Strange. I have gone through my life convinced that I am a ‘Virgo’, but now it seems I may have been living a lie. I was just editing my blogger profile and they’ve used my date of birth to calculate that I am, in fact, a Taurus. Is this correct? Am I a bull and not… hold on. I know what’s happened here. It’s
because the backward folk across the pond put their dates in a funny order. I’ve put in the 9th of May instead of the 5th of September, which explains the mistake. I’ll change it in a moment.
Actually, before I continue, I’ll have a bit of a rant about that. What on earth is the thinking behind ‘month/day/year’? It seems painfully obvious to me (and, I might add, most of the rest of the world) that logic dictates ‘day/month/year’. I can state precedence, Your Honour. Exhibit 14D, the digital clock display. ‘Hours/Minutes/Seconds’. Neatly in size order. I feel this American anomaly falls under the same category as persistent resistance to the metric system.
Of course, I don’t really give a stuff what star-sign I am, but a quick perusal of my horoscope can provide occasional amusement. For example, according to Paranomality.com, I am..
- helpful and gentle with the helpless (such a good samaritan, me)
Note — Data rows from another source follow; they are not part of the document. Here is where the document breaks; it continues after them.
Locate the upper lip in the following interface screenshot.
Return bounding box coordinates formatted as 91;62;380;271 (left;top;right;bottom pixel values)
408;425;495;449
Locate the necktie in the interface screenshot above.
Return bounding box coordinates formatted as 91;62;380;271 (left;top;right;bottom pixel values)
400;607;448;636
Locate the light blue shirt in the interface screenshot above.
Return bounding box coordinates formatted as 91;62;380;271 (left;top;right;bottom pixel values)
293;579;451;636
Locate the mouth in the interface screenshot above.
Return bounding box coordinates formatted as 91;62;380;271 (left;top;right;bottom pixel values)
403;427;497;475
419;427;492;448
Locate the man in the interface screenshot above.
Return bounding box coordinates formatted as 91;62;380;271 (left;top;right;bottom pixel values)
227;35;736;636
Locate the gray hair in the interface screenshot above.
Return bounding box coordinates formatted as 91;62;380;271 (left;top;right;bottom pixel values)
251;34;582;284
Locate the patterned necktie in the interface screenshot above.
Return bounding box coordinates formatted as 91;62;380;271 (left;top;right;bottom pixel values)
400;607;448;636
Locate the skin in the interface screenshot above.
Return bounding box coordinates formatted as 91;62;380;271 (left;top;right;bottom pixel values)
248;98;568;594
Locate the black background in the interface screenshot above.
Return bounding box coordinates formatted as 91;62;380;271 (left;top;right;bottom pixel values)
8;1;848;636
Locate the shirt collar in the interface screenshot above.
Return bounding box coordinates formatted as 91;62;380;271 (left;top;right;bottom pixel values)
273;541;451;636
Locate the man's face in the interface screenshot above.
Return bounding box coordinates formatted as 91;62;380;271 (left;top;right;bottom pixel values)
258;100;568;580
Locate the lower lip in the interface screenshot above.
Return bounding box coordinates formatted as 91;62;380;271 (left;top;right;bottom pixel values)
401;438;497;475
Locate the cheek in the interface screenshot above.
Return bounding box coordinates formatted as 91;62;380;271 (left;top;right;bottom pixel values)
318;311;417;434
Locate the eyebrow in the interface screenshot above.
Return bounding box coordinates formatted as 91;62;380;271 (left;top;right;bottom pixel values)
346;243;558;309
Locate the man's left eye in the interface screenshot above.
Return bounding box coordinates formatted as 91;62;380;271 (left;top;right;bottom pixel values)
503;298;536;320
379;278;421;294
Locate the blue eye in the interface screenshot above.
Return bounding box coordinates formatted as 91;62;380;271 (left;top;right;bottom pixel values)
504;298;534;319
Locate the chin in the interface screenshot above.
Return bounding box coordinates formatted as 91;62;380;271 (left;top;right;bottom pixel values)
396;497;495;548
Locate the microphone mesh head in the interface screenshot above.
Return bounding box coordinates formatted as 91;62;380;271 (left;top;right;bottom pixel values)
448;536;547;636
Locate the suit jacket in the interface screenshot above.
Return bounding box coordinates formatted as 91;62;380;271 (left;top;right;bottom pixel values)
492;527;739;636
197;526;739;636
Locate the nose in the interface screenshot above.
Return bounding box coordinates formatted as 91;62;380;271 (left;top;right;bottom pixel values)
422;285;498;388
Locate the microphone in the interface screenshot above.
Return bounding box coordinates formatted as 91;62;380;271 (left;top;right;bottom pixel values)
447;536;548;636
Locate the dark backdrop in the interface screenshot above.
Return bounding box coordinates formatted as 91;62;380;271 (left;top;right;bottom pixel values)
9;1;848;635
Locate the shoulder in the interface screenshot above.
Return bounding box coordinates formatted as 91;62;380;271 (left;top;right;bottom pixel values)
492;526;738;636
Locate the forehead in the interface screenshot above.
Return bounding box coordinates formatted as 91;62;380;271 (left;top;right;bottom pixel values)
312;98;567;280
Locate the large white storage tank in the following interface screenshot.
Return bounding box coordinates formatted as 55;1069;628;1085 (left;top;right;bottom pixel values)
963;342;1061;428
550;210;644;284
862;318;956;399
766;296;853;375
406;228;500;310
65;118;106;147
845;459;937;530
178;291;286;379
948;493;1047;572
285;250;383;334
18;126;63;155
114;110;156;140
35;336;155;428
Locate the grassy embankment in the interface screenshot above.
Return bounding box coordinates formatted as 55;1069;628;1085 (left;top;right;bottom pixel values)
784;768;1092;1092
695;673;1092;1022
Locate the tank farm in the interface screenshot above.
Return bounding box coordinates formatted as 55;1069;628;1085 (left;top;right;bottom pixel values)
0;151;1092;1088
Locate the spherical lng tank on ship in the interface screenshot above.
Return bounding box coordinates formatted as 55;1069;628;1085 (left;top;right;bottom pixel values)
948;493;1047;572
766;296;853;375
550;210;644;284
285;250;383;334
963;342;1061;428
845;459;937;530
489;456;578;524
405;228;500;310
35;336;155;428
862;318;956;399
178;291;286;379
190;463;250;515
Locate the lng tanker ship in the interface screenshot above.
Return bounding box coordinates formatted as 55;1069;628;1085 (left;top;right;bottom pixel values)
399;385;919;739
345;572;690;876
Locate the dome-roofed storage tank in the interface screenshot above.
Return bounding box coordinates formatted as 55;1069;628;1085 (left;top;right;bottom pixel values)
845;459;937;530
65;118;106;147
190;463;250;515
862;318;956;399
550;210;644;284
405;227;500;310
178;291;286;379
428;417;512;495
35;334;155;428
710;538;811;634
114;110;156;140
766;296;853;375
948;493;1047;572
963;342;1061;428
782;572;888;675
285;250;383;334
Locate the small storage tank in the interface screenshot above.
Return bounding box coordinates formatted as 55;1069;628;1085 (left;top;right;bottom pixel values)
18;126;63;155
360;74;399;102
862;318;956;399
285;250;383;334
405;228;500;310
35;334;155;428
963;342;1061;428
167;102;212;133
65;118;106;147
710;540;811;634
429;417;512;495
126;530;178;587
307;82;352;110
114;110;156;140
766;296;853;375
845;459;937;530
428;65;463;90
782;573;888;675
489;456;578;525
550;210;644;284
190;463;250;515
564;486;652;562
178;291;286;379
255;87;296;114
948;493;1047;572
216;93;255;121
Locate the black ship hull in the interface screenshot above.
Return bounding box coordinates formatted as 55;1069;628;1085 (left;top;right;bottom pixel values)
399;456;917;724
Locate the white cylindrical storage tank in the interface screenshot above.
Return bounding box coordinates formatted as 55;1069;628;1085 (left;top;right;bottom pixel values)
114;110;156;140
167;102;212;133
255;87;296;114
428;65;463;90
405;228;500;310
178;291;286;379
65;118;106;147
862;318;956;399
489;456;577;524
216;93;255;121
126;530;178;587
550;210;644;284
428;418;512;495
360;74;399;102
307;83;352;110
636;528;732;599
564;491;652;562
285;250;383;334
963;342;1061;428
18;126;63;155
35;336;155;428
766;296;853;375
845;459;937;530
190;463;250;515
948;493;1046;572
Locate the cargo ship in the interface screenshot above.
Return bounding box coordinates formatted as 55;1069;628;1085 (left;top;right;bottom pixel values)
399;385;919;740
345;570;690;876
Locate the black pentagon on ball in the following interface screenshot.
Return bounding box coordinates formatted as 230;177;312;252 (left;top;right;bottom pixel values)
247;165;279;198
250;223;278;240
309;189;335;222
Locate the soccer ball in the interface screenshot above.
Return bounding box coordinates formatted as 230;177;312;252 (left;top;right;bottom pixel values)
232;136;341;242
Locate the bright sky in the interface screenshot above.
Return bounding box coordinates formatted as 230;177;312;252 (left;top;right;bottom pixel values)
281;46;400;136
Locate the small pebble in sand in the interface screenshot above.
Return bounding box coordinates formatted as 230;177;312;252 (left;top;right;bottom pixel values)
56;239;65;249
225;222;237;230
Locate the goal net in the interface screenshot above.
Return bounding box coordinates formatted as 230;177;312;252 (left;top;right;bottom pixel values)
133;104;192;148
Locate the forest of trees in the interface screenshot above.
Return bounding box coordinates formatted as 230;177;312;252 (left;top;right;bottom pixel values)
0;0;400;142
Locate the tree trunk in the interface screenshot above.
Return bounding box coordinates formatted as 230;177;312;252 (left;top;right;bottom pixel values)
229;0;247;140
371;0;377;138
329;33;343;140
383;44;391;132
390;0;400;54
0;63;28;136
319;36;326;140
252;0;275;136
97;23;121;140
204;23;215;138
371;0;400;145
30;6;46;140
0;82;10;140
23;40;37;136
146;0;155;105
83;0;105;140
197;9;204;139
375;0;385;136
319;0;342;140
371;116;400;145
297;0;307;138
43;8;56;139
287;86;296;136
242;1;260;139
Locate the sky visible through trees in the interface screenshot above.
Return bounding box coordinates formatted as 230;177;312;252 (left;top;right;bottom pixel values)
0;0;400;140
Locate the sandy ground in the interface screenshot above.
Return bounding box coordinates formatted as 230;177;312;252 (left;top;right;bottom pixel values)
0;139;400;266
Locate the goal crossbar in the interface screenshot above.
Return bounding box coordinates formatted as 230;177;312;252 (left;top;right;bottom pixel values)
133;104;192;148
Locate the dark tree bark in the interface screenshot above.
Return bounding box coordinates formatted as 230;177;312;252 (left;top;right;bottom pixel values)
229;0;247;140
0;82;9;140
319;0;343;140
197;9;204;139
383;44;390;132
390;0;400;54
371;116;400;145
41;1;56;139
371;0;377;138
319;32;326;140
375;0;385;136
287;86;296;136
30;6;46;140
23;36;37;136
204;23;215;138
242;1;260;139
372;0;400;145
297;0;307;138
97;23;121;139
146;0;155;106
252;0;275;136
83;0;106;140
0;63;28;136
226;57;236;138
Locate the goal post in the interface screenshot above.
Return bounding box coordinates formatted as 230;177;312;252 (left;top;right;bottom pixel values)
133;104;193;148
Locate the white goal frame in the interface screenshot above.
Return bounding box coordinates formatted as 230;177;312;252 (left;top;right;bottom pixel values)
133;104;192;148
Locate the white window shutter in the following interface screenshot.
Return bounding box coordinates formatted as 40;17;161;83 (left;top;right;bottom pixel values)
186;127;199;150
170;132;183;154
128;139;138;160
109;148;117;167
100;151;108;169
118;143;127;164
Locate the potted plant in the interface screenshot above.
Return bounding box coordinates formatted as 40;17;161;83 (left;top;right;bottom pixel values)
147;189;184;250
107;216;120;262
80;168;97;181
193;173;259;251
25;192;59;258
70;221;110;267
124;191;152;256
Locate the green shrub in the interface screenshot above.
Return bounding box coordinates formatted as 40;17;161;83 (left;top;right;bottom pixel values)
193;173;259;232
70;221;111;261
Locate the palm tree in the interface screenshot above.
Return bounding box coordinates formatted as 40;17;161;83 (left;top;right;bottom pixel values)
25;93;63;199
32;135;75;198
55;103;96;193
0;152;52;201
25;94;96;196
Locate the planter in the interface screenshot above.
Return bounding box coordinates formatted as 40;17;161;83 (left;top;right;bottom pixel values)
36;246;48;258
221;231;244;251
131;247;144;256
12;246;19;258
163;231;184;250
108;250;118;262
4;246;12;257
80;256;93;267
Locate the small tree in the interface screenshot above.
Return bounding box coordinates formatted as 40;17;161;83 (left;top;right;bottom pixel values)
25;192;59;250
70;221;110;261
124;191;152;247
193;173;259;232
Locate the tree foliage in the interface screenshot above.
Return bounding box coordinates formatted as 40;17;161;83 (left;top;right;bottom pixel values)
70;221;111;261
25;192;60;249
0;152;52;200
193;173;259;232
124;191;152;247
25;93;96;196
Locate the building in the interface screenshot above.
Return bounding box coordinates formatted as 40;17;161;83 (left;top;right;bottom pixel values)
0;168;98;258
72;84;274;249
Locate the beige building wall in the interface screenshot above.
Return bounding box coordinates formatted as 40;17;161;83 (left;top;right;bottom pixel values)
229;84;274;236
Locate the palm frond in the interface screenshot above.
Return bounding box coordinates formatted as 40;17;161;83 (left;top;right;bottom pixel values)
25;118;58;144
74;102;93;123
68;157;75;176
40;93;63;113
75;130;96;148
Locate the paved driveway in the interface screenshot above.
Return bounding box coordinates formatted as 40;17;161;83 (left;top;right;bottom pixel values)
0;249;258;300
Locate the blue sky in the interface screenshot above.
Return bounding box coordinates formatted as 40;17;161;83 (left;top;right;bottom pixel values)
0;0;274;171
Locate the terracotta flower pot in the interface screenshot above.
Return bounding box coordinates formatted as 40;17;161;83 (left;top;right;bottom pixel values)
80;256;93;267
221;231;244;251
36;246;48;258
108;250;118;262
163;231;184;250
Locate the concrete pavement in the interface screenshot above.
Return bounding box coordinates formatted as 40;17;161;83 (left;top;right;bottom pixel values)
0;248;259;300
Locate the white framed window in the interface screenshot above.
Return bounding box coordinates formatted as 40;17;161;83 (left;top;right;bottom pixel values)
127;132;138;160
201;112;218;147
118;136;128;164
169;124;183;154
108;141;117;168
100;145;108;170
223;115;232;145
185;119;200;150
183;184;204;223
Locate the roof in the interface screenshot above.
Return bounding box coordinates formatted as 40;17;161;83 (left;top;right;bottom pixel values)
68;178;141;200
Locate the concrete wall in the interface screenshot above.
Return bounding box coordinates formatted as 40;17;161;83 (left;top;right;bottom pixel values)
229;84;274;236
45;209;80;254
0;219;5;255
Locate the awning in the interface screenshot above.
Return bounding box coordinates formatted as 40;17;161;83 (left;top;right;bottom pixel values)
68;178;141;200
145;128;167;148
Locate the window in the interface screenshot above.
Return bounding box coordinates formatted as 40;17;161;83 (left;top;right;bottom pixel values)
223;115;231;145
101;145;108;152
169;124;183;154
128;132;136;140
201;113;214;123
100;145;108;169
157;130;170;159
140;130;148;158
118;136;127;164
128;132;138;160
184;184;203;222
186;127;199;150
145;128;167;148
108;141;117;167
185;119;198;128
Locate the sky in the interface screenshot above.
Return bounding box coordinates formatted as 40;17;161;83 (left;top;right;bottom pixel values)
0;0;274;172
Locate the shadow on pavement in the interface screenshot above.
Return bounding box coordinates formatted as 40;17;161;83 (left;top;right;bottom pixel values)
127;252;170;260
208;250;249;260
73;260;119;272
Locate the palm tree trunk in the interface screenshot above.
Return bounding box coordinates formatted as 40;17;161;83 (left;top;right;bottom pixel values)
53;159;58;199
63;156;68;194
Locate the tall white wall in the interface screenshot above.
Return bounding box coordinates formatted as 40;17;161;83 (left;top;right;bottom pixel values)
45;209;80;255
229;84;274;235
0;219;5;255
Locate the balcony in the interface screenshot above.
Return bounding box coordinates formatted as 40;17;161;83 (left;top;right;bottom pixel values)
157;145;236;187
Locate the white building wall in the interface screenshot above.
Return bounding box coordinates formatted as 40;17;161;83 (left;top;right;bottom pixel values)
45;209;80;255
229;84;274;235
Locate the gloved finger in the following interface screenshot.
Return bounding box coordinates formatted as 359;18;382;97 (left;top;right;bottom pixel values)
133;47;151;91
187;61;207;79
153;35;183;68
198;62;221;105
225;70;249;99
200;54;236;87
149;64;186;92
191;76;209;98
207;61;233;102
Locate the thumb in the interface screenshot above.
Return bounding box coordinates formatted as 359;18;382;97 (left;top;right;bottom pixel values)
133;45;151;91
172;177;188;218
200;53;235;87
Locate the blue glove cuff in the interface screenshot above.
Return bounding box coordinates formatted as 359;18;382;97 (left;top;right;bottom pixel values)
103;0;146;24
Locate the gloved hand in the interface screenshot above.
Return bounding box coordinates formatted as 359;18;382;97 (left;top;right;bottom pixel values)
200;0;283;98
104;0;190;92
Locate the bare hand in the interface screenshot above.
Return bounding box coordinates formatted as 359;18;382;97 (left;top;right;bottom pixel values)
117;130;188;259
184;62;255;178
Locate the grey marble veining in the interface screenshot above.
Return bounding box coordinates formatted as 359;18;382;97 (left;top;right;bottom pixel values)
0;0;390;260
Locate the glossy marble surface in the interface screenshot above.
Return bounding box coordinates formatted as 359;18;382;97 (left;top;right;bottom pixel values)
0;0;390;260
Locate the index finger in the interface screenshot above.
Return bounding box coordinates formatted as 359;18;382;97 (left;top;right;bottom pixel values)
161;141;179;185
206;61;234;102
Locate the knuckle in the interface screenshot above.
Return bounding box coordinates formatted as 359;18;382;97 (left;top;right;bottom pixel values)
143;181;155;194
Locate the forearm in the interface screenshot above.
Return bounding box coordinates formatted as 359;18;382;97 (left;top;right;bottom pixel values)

- empathetic and sympathetic (well, I don’t like to brag)
- humane (Hmmm… I was talking about my ‘crisp slowly over hot coals‘ list yesterday, so perhaps not.)
- health conscious
- charming and witty (this rings particularly true, naturally…)
- critical of laziness in others (not in myself though…)
- untidy (you have no idea, believe me)
- somewhat a hypochondriac (see Of 40 degrees you say?)
It’s like they know me, it really is. (Cue barrage of comments from friends confirming second list, most notably third item therein…)
The untidy thing really is quite spectacularly correct. A significant portion of my bedroom floor is currently submerged beneath over a metre of assorted detritus. I’m in the process of moving clothes out of a chest of drawers, a task which I have started with considerable aplomb. I haven’t yet decided where they are going next though, or even why they have left the draws at all.
As well as clothing spanning several geological time periods, my floor is populated by myriad items of varying worth dating back to my early childhood. These include, but are not limited to…
- A massive cuddly-toy ladybird (or ladybug for Americans) measuring over a metre in length that I won in a colouring competition at age 5
- A wooden sword, ‘Excalibur’, used as a prop in a school play over six years ago
- An original iMac, unused since it developed the idiosyncratic habit of wiping its own hard drive with alarming regularity
- A tennis ball with a two foot diameter
- An orange flashing light liberated from roadworks late one night many years ago
- A four foot carboard stand advertising the DVD of ‘The Fellowship of the Rings’, borrowed from a shop by my sister
My room long ago escalated completely out of control, and I am sure there are parts of my floor that have not seen the light of day since sometime in the late 1980’s. One of my earliest memories is starting to tidy this room, and the project is still ongoing. A couple of years ago I started decorating it too, and eighteen months ago the wallpaper was removed. The sight of bare plaster is beginning to grow on me.
Good grief, this post is huge. I’d better stop now, for fear of wasting too much of your precious time. I’m sure you have things you ought to be getting on with. Go and mow the lawn or something.